AD (Alzheimers disease) is an age-associated neurodegenerative disorder where the accumulation of neurotoxic Aβ (amyloid β-peptide) in senile plaques is a typical feature. Recent studies point out a relationship between Aβ neurotoxicity and Ca2+ dyshomoeostasis, but the molecular mechanisms involved are still under discussion. The PMCAs (plasma membrane Ca2+-ATPases) are a multi-isoform family of proteins highly expressed in brain that is implicated in the maintenance of low intraneural Ca2+ concentration. Therefore the malfunction of this pump may also be responsible for Ca2+ homoeostasis failure in AD. We have found that the Ca2+-dependence of PMCA activity is affected in human brains diagnosed with AD, being related to the enrichment of Aβ. The peptide produces an inhibitory effect on the activity of PMCA which is isoform-specific, with the greatest inhibition of PMCA4. Besides, cholesterol blocked the inhibitory effect of Aβ, which is consistent with the lack of any Aβ effect on PMCA4 found in cholesterol-enriched lipid rafts isolated from pig brain. These observations suggest that PMCAs are a functional component of the machinery that leads to Ca2+ dysregulation in AD and propose cholesterol enrichment in rafts as a protector of the Aβ-mediated inhibition on PMCA.

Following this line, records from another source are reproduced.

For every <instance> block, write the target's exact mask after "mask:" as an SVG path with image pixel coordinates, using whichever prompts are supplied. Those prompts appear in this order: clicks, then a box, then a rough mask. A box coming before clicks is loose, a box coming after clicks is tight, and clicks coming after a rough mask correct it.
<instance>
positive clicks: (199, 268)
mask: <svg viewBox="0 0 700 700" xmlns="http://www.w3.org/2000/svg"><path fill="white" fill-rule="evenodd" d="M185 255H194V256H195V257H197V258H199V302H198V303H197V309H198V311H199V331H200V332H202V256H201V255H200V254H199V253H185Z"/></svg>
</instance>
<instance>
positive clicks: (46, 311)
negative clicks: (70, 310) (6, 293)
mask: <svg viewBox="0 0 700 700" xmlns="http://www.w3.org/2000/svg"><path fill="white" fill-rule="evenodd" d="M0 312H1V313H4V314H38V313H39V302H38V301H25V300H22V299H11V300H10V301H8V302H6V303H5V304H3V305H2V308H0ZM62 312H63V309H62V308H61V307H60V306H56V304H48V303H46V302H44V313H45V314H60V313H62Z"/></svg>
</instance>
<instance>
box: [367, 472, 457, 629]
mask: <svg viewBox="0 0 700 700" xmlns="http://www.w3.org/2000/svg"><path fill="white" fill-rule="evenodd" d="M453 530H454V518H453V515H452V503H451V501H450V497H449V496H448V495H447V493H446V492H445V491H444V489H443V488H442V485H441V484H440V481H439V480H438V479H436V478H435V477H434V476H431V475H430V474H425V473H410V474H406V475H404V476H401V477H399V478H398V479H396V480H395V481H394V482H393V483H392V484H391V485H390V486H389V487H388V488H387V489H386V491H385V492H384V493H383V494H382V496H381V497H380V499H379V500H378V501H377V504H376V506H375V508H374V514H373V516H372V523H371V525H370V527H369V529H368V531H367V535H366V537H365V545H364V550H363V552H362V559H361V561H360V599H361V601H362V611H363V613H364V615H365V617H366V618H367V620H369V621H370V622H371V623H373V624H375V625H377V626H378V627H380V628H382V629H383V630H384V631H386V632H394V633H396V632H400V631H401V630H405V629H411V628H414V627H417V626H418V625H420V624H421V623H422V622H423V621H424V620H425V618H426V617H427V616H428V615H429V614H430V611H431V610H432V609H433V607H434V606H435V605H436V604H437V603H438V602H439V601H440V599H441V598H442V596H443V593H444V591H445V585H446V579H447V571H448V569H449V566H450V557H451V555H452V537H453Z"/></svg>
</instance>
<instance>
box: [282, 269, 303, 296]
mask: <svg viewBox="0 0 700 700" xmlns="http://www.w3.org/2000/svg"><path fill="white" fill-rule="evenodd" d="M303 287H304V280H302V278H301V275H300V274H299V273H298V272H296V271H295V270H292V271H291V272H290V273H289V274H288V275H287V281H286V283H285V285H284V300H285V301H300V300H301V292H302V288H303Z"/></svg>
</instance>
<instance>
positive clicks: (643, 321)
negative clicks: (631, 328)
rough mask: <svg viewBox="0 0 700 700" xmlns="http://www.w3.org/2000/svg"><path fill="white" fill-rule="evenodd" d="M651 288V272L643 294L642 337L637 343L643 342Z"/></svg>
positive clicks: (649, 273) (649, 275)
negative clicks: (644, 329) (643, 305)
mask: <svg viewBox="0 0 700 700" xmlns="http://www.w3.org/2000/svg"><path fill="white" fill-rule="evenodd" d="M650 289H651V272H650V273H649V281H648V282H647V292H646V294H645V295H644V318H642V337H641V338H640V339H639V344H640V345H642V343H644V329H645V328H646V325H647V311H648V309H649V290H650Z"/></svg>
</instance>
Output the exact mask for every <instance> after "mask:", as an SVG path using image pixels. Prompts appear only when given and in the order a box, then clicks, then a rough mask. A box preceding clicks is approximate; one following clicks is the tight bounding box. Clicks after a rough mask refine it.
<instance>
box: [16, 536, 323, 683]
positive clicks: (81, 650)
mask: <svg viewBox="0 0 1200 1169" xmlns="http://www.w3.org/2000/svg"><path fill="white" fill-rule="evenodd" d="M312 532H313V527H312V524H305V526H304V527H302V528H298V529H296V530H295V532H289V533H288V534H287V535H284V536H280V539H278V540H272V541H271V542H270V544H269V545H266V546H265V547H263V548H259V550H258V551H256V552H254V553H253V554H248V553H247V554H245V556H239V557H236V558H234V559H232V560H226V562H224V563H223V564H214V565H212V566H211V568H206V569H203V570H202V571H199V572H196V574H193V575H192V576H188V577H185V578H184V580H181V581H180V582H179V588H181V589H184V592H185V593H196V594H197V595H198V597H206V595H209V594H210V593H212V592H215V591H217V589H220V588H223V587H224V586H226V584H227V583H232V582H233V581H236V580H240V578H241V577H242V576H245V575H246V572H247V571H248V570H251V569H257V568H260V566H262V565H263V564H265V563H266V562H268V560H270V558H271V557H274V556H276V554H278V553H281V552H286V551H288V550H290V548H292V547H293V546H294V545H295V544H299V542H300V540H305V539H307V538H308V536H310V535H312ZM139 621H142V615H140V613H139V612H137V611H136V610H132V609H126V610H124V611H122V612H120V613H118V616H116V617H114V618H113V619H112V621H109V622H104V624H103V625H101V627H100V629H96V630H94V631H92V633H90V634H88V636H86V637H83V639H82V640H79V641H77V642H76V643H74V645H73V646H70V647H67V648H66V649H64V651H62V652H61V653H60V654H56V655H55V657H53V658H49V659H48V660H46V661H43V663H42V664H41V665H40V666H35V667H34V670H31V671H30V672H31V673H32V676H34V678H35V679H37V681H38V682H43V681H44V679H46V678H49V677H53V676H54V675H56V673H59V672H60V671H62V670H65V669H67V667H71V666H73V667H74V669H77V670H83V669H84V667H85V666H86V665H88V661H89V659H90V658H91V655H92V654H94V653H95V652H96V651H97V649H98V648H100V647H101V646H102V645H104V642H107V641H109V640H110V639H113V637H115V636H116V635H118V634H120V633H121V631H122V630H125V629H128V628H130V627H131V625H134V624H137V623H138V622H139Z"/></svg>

Effect of spermine on the activity of synaptosomal plasma membrane Ca2+-ATPase reconstituted in neutral or acidic phospholipids

The activity of purified plasma membrane Ca(2+)-ATPase (PMCA) from pig brain was inhibited by spermine (a naturally occurring and highly abundant polycation in brain). The level of inhibition was dependent on the phospholipid used for reconstitution as well as on the intact or truncated state of the enzyme. An IC(50) value of 12.5 mM spermine was obtained for both, the intact protein plus calmodulin and the trypsin-digested protein, reconstituted in phosphatidylcholine (PC). In the absence of calmodulin the intact Ca(2+)-ATPase gave an IC(50) of 27 mM. This form was more sensitive to spermine inhibition when it was reconstituted with phosphatidylserine (PS), showing an IC(50) value of 2.5 mM spermine. However, the truncated form was less responsive to spermine inhibition, having an IC(50) value of 12.5 mM. Spermine has no effect on the affinity of the PMCA for Ca(2+) or ATP, but its effect on the protein is pH-dependent. It is suggested that spermine could bind to negatively charged residues on the ATPase with different accessibility, depending on the structural rearrangement of the protein. Further, when the protein is reconstituted in PS, spermine also binds to the lipid.